Send the word over there
The recovery is coming to Europe. Latin America may be next.
The international landscape continues to brighten, with accelerating vaccinations, fewer lockdowns, rising consumer spending and broadening economic activity supportive of higher corporate profits and equity prices in the months ahead. That’s the judgment of the Federated Hermes International Outlook Committee, which has raised its view on Europe as well as Latin America. As with the domestic equity team’s take in the U.S., the committee thinks value-oriented, cyclical names in the international arena should benefit more relative to growth and momentum stocks over the next six months as the recovery migrates across oceans and borders. As for specific regions, the committee:
- Raised its outlook for the eurozone. Vaccination rates on the continent are gaining momentum, with as many people being vaccinated in April as were inoculated in the previous three months. It’s estimated that nearly 70% of the euro area’s adult population will be vaccinated by the end of June. On the macro front, manufacturing PMIs have moved well above expansionary levels, with factories at full capacity as they work feverishly to replenish inventories. Consumer and business confidence are elevated, with April retail sales jumping a much better-than-expected 12% year-over-year (y/y). First-quarter earnings soared 42% y/y on average, with a record 70% of Stoxx 600 companies beating expectations, and both Q2 and full-year 2021 estimates are experiencing strong upward revisions. On the policy front, 750 billion euros of European Central Bank stimulus should add to tailwinds as proceeds are disbursed in the second half.
- Is positive on the U.K. economy and equities. With 70% of Britain’s adult population receiving at least one dosage, lockdowns are rolling back, retailers and restaurants are reporting record sales—May retail sales ran 42% above year-ago levels—and both manufacturing and services PMIs are deep into the expansionary territory, with both sitting above 60. Unemployment continues to fall, sentiment continues to rise and prospects for equities arguably offer attractive potential—relative to its global peers, the FTSE 100 is trading at its lowest level in in 20 years. Historically when the index trades at such levels, it has tended to outperform the rest of the world over the next 12 months.
- Lowered its view of the Japanese economy and stocks. The overall outlook in Japan remains positive but is trending toward neutral on a stubbornly high Covid infection rate, states of emergencies in Tokyo and other prefectures, and a surprisingly slow vaccine rollout. It’s still not certain the Summer Olympics, slated to start in two months, will happen. Even if the games are held, Japan’s summer tourist business is certain to be very limited. On a more positive note, Japan has approved both the Moderna and AstraZeneca vaccines and, abetted by its strong manufacturing base, remains the beneficiary of the global recovery. Moreover, the Bank of Japan continues to be highly accommodative.

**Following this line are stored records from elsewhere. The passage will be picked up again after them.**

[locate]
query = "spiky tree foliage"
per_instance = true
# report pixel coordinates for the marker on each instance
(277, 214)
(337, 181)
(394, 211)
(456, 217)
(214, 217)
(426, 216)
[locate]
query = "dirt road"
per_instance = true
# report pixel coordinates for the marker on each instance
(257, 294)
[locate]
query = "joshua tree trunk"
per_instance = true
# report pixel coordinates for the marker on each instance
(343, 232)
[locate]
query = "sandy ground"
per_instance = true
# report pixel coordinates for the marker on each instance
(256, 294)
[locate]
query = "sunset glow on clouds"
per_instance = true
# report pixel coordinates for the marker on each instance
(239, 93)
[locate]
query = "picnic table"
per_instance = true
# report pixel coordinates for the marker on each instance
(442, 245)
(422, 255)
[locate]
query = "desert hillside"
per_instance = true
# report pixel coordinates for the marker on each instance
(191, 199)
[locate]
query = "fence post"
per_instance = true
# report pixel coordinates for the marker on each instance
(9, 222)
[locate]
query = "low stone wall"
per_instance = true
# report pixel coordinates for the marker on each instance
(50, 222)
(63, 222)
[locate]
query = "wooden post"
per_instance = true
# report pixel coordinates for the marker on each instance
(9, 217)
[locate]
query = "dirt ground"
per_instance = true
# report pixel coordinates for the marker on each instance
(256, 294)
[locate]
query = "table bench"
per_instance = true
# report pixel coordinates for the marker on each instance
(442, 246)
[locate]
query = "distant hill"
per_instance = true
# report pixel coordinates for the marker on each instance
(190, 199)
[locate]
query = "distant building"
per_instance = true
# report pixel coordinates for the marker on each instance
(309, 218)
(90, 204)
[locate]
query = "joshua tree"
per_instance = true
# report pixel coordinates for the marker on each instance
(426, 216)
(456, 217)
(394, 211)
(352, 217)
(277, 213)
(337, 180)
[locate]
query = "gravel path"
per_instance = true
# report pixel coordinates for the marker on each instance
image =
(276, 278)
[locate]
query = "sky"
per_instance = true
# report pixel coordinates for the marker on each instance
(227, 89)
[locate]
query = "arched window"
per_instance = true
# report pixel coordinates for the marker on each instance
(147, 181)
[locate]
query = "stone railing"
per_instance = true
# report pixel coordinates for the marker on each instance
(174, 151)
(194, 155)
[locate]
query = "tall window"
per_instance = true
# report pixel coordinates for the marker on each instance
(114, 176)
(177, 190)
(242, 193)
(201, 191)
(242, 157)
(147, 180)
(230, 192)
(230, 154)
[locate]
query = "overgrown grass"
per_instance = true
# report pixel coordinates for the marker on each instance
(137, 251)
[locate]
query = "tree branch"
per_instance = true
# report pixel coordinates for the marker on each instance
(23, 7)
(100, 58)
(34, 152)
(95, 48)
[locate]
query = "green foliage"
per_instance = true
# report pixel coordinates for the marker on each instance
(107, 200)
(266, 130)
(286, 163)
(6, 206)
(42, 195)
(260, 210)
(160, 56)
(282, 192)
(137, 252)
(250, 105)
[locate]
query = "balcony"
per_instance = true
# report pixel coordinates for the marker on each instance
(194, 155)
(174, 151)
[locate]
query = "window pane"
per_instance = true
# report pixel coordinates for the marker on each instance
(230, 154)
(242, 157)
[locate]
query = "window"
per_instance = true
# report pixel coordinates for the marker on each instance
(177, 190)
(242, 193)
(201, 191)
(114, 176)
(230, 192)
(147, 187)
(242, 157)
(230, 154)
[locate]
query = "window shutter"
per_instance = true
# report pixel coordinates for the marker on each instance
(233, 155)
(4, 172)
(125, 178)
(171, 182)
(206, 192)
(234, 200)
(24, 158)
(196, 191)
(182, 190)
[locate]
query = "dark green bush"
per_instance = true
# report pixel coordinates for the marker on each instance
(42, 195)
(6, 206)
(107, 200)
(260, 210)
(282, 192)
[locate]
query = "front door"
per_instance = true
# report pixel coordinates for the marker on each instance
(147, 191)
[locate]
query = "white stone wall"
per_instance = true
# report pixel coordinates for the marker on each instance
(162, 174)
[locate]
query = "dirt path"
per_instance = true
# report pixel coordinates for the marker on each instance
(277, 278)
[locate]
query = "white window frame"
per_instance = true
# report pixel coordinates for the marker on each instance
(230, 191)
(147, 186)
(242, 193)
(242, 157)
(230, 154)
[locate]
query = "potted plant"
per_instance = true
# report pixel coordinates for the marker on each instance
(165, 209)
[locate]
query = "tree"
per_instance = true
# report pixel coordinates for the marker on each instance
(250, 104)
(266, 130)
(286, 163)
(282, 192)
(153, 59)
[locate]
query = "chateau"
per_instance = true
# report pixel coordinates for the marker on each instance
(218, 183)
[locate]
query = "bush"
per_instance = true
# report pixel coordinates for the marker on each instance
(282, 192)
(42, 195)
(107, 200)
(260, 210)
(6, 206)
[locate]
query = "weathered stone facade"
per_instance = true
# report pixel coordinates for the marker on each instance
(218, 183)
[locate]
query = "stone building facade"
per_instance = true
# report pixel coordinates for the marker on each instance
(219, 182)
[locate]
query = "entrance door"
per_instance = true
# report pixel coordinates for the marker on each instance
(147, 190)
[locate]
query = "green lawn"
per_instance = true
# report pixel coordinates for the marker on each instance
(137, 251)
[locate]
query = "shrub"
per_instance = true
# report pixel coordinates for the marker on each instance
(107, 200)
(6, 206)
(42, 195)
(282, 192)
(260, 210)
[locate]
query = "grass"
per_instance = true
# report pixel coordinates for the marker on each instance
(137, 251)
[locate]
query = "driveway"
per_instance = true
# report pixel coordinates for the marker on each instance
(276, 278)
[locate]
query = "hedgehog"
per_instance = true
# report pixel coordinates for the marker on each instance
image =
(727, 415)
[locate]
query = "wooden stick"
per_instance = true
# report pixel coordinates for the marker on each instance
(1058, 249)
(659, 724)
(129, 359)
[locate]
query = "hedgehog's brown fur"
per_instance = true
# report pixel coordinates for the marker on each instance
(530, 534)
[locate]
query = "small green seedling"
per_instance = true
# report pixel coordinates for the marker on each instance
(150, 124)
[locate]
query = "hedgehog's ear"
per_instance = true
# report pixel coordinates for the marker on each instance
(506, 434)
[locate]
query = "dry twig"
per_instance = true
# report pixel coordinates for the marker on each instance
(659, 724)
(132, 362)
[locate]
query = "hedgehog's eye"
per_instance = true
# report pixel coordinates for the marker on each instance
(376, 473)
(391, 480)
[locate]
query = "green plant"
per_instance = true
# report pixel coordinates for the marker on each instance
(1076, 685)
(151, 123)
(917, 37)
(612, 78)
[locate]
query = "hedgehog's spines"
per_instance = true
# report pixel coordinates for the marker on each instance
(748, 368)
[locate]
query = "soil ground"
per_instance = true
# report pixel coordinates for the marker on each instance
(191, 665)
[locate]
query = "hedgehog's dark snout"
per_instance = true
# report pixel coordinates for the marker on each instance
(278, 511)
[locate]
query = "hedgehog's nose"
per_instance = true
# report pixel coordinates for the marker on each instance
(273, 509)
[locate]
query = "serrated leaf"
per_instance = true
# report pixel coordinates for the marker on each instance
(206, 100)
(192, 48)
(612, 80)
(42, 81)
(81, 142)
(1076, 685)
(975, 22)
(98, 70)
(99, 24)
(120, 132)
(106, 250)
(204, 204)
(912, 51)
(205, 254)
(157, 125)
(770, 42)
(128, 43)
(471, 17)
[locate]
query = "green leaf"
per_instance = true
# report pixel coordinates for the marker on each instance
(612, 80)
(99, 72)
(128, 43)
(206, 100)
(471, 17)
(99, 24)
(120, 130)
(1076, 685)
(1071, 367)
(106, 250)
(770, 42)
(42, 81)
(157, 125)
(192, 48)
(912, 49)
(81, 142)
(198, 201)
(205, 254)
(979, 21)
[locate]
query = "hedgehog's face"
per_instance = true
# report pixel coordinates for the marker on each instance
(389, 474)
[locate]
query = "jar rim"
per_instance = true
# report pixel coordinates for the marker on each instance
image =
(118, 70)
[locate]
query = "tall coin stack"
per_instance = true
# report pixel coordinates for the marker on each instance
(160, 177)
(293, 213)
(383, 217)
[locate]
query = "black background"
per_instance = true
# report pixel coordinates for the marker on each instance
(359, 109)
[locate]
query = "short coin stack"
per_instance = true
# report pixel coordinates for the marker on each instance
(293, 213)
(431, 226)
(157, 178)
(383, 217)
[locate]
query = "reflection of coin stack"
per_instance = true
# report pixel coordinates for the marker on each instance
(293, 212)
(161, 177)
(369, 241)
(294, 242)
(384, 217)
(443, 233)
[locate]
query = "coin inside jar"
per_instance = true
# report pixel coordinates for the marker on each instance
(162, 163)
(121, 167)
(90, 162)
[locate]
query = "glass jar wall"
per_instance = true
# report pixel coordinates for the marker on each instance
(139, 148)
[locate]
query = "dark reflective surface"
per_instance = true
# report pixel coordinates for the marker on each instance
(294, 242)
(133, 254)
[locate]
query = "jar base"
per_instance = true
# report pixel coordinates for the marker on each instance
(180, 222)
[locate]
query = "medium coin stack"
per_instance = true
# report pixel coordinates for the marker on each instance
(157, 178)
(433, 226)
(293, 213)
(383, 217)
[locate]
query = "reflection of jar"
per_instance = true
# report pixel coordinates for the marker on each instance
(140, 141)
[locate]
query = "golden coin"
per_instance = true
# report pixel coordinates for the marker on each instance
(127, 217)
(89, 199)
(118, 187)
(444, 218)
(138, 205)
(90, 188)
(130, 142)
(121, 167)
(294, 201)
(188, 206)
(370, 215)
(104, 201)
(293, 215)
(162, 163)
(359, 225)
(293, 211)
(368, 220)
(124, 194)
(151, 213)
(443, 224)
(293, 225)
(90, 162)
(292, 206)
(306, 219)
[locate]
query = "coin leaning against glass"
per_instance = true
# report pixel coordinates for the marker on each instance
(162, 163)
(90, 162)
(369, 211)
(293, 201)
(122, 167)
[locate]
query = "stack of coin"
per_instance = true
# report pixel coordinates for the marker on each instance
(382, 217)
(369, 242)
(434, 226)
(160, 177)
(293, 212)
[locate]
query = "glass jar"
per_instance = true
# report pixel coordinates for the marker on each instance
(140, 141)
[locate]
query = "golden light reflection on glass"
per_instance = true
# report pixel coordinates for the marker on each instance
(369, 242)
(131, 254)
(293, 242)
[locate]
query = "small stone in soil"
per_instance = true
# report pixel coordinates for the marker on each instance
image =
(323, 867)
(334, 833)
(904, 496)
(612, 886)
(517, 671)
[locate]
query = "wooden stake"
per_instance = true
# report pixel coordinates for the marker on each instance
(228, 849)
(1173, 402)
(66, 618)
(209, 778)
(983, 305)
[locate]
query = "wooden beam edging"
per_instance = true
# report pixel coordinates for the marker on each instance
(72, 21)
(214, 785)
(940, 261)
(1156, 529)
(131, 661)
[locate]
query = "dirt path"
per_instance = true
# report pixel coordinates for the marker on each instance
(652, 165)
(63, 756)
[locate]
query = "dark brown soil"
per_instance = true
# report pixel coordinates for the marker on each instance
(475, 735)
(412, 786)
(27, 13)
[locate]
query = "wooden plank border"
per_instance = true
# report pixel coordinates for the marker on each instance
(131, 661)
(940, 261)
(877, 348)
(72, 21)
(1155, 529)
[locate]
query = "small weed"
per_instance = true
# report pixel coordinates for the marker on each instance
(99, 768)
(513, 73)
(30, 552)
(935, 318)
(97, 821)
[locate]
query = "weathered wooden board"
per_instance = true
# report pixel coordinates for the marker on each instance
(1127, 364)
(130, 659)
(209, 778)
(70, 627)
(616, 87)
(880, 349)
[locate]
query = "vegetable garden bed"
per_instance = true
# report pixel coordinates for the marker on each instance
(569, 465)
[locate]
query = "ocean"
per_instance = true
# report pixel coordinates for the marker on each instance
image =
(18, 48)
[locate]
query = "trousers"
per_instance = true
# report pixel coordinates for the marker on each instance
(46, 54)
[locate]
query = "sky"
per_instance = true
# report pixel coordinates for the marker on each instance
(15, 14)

- Is slightly less positive on Asian emerging markets (EM). First to reopen and recover, these countries are now seeing their economies plateau. Q1 GDP soared 18.3% y/y in China, in part on the base effect that saw last year’s extraordinary contraction in first-quarter GDP roll off but also on a surge in export-related manufacturing on the V-shaped rebound in global economies and trade. Chinese monetary policy is tightening, money supply is shrinking and a heightened regulatory environment for Chinese tech companies represents a headwind for investor sentiment. Overall, however, the combination of a stronger U.S. demand and a weaker U.S. dollar should support Asian economies, though rising infection rates outside of China remain a worry and need to be brought back under control.
- Sees more upside for Latin American EM relative to Asian EM. Due to continued rises in Covid infections and inadequate vaccine rollouts, Latin America’s recovery has been delayed but second-half due improvements are anticipated, which we think will prompt a snapback in Latin American economies and equities. Higher commodity prices represent a strong tailwind, with recovering U.S. and developed international economies also a plus. That said, inflationary pressures are building and political risks remain high, with presidential elections in Peru next month, Chile in November, and Brazil and Colombia next year.